According to the whale alert tracker of big transactions, one billion Tether tokens were minted and sent to the TRON network on Aug 9.
Tether CTO, Paolo Ardoino, who denied a halt in issuance earlier this month was quick to clarify the move:
“1B USDt inventory replenish on TRON Network. Note this is a authorized but not issued transaction, meaning that this amount will be used as inventory for next period issuance requests and chain swaps.”
According to the Tether transparency report, there are now 32 billion USDT issued on the TRON network making it the largest for the stablecoin. It has a further 1.1 billion authorized but not issued yet which is likely to be this recent transaction.
TRON now carries 53.5% of the total 62.8 billion USDT in circulation.
Ethereum has around 49% of the total with 30.9 billion USDT as ERC-20 tokens on the network. The remaining handful of USDT is spread thinly over EOS, Algorand, Liquid, SLP (Bitcoin Cash), and Solana. In May, it announced a launch on the Avalanche blockchain.
Tether’s circulating supply has increased by 200% so far this year from 20.9 billion USDT on Jan 1. While that sounds impressive, it has been beaten by all three major rivals.
The largest increase in stablecoin issuance has been from Circle with USDC supply surging by just over 600% so far this year. From a supply of 3.9 billion stablecoins on Jan 1, the USDC supply has surged to an all-time high of 27.6 billion today.
Binance’s own stablecoin, BUSD, has also outperformed Tether in terms of supply growth. It has increased by a whopping 1,130% from a little under one billion tokens to 12.3 billion at the time of press.
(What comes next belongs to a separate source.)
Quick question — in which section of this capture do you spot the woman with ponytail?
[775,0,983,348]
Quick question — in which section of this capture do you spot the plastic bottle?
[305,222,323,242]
The fourth-largest stablecoin and the only fully decentralized one, DAI, has seen a growth of around 380% so far this year. On the first day of 2021, the DAI supply was 1.1 billion and today it’s ballooned to a record 5.5 billion.
Tether’s market share decrease has been largely due to fears over its ongoing legal battles. High gas fees on Ethereum are likely to have also made an impact.
In late July, the firm’s general counsel Stuart Hoegner promised that an audit would be coming “in months, not years” when speaking to CNBC. Tether’s reserves are heavily dollar-weighted but also include cash equivalents, bonds, secured loans, crypto assets, and other investments according to Hoegner.
There has been increased concern over the backing of the stablecoin this year as its circulating supply has ballooned.